The project first took wings in early 2009 with the team of Zaillian and Soderbergh (a fine script and a fine director), but obviously fell apart last year, allegedly due to a rewrite by the “Ocean’s” director that purportedly displeased everyone involved. Then Sony pulled the plug (there’s been talk of MLB lack-of-approval as blame, but then that same element being simply a red herring).
Sorkin was then hired months later to rework the script, eventually getting it to a place we actually liked (though it was more or less Zaillian’s draft with more buddy comedy), but now, lo and behold according to Deadline, the original screenwriter Zaillian is back on board (Chervin, Rivele and Wilkinson wrote early drafts during the Frankel days that won’t likely get credit, they are so far removed).

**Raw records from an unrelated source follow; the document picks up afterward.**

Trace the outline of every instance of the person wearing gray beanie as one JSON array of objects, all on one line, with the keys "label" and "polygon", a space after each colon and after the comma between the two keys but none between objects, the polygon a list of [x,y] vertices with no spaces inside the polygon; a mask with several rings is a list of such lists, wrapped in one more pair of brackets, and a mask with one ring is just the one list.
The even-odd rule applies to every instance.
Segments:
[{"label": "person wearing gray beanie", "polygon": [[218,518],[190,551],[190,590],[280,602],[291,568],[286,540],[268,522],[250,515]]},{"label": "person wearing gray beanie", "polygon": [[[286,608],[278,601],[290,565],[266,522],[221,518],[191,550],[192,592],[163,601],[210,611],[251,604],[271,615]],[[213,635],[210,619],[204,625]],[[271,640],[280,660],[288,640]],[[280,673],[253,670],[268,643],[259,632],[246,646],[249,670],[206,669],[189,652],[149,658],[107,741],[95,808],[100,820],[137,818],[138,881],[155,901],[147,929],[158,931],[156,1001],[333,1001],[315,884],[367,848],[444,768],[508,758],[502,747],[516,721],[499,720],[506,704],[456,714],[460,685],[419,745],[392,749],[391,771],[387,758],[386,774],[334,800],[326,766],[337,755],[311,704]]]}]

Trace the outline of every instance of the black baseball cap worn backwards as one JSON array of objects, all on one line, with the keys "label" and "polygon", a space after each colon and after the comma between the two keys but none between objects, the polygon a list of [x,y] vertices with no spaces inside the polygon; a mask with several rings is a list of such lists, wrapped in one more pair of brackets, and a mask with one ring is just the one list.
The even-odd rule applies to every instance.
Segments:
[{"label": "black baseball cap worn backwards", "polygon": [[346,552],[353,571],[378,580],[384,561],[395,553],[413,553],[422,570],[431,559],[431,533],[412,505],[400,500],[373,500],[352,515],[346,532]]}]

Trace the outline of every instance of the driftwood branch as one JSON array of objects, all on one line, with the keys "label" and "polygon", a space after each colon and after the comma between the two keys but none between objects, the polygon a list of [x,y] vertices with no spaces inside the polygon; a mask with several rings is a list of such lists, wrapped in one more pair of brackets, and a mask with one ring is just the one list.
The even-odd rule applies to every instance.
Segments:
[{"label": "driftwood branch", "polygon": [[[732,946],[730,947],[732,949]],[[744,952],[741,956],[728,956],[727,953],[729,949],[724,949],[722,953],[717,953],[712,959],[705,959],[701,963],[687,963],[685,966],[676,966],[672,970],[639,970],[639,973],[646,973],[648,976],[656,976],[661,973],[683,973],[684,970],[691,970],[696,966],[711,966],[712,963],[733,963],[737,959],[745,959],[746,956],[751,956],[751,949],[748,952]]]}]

But read Deadline’s full story. Something is not right. This picture shoots in July and the screenwriter — Sorkin, who we were told wrote up to five different drafts — has been replaced, sorry… been refitted by the original screenwriter? And Deadline’s curiously drama-free piece has no backstory? Sounds doubtful? That’s because it is — from what we’re hearing (nothing we want to report right now, but keep your ears peeled for more from others).
This smells like exactly what happened with “American Gangster.” Zaillian wrote that script, Antoine Fuqua tried to rewrite it (with Benicio del Toro starring instead of Russell Crowe) and it was so poor the project was killed (and expensive, the talent all had pay or play deals and the entire budget loomed over $100 million). Terry George (“Hotel Rwanda”) was then hired to write a draft, but it didn’t fly with the producers. Ridley Scott then got a hold of it and Zaillian was paid a seven-figure deal to rewrite the script he already wrote (yes, Hollywood loves to waste time and fucking money).
Rewrite or not, “Moneyball” is apparently still on track for its July shoot. The film still stars Brad Pitt as Beane, Jonah Hill as Podesta, plus Philip Seymour Hoffman and Robin Wright with Bennett Miller directing.
The other player of note is Scott Rudin. He’s the producer on “Moneyball” and “The Girl With The Dragon Tattoo,” the script of which Zaillian just completed last week and its one piping hot commodity at the moment — Brad Pitt is circling the project which is being led by David Fincher, and practically every female in Hollywood wants the role of Lisbeth Salander (names like Carey Mulligan, Ellen Page, Scarlett Johansson, Anne Hathaway, etc.). There’s a chance Zaillian could have used ‘Tattoo’ to throw his weight around with Rudin… or perhaps Sorkin just overwrote himself.